The Clean Development Mechanism (CDM) is a United Nations-run carbon offset scheme allowing countries to fund greenhouse gas emissions-reducing projects in other countries and claim the saved emissions as part of their own efforts to meet international emissions targets. It is one of the three Flexible Mechanisms defined in the Kyoto Protocol. The CDM, defined in Article 12 of the Protocol, was intended to meet two objectives: (1) to assist non-Annex I countries (predominantly developing nations) achieve sustainable development and reduce their carbon footprints; and (2) to assist Annex I countries (predominantly industrialized nations) in achieving compliance with their emissions reduction commitments (greenhouse gas emission caps).

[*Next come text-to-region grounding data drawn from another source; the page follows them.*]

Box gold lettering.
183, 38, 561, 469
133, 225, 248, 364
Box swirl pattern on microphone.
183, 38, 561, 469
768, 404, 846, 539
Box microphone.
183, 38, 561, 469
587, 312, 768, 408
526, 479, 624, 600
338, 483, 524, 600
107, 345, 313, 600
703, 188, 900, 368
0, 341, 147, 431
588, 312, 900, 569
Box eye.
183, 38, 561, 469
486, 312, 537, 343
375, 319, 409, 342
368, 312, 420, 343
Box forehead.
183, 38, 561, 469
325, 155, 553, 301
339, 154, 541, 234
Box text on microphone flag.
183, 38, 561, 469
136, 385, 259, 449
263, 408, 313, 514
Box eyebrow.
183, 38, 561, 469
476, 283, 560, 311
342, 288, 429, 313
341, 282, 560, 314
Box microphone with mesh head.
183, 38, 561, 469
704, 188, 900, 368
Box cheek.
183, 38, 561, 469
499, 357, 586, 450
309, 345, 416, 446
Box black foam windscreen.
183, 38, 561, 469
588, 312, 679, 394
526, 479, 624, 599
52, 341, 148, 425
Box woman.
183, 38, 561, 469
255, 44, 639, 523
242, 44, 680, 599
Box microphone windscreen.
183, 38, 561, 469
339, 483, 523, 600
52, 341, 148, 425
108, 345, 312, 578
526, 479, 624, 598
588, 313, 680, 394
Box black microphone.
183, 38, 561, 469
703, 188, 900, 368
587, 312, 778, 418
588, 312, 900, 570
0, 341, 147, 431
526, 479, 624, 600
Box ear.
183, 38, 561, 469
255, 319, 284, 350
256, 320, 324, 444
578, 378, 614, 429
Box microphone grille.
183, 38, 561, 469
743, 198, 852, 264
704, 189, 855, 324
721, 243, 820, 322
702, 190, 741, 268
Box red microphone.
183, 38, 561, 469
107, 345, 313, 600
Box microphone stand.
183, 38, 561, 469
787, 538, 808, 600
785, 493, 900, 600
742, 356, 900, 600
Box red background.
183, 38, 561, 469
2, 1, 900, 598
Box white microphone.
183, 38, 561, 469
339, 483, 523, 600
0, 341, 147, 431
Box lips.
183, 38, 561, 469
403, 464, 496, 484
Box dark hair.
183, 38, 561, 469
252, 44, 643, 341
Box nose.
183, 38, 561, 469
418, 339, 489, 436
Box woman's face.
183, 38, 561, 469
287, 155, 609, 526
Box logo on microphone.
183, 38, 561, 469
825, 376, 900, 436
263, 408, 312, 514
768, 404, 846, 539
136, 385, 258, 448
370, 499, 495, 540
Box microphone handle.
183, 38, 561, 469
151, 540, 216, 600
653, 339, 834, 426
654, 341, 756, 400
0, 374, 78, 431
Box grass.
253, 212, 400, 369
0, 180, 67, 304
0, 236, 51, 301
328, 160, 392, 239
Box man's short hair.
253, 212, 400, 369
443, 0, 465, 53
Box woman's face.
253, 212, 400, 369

The CDM addressed the second objective by allowing the Annex I countries to meet part of their emission reduction commitments under the Kyoto Protocol by buying Certified Emission Reduction units from CDM emission reduction projects in developing countries (Carbon Trust, 2009, p. 14). Both the projects and the issue of CERs units are subject to approval to ensure that these emission reductions are real and "additional." The CDM is supervised by the CDM Executive Board (CDM EB) under the guidance of the Conference of the Parties (COP/MOP) of the United Nations Framework Convention on Climate Change (UNFCCC). Certified Emission Reduction units (CERs) are issued for successful projects, which may be traded in emissions trading schemes. The CDM allows industrialized countries to buy CERs and to invest in emission reductions where it is cheapest globally (Grubb, 2003, p. 159). Between 2001, which was the first year CDM projects could be registered and 7 September 2012, the CDM issued 1 billion Certified Emission Reduction units. As of 1 June 2013, 57% of all CERs had been issued for projects based on destroying either HFC-23 (38%) or N2O (19%). Carbon capture and storage (CCS) was included in the CDM carbon offsetting scheme in December 2011.
Because several countries with high emissions, including the United States and China, either were not signatories of the Kyoto Protocol or were not required by it to reduce their emissions, most of the market for CDMs came from European countries. This, together with the recessions brought on by the global financial crisis and the European debt crisis, resulted in very low demand for carbon offsets, causing the value of CEDs to plummet. In 2012, a UN-authorized report said governments urgently needed to address the future of the CDM and suggested the CDM was in danger of collapse. By that point, the value of a CERs had dropped to 5 USD per tonne of CO2 (from 20 USD in 2008); the following year the price abruptly crashed to less than 1 USD. As a result, thousands of projects were left with unclaimed credits. The struggle about what to do with the old credits was a major cause for the perceived failure of the 2019 United Nations Climate Change Conference.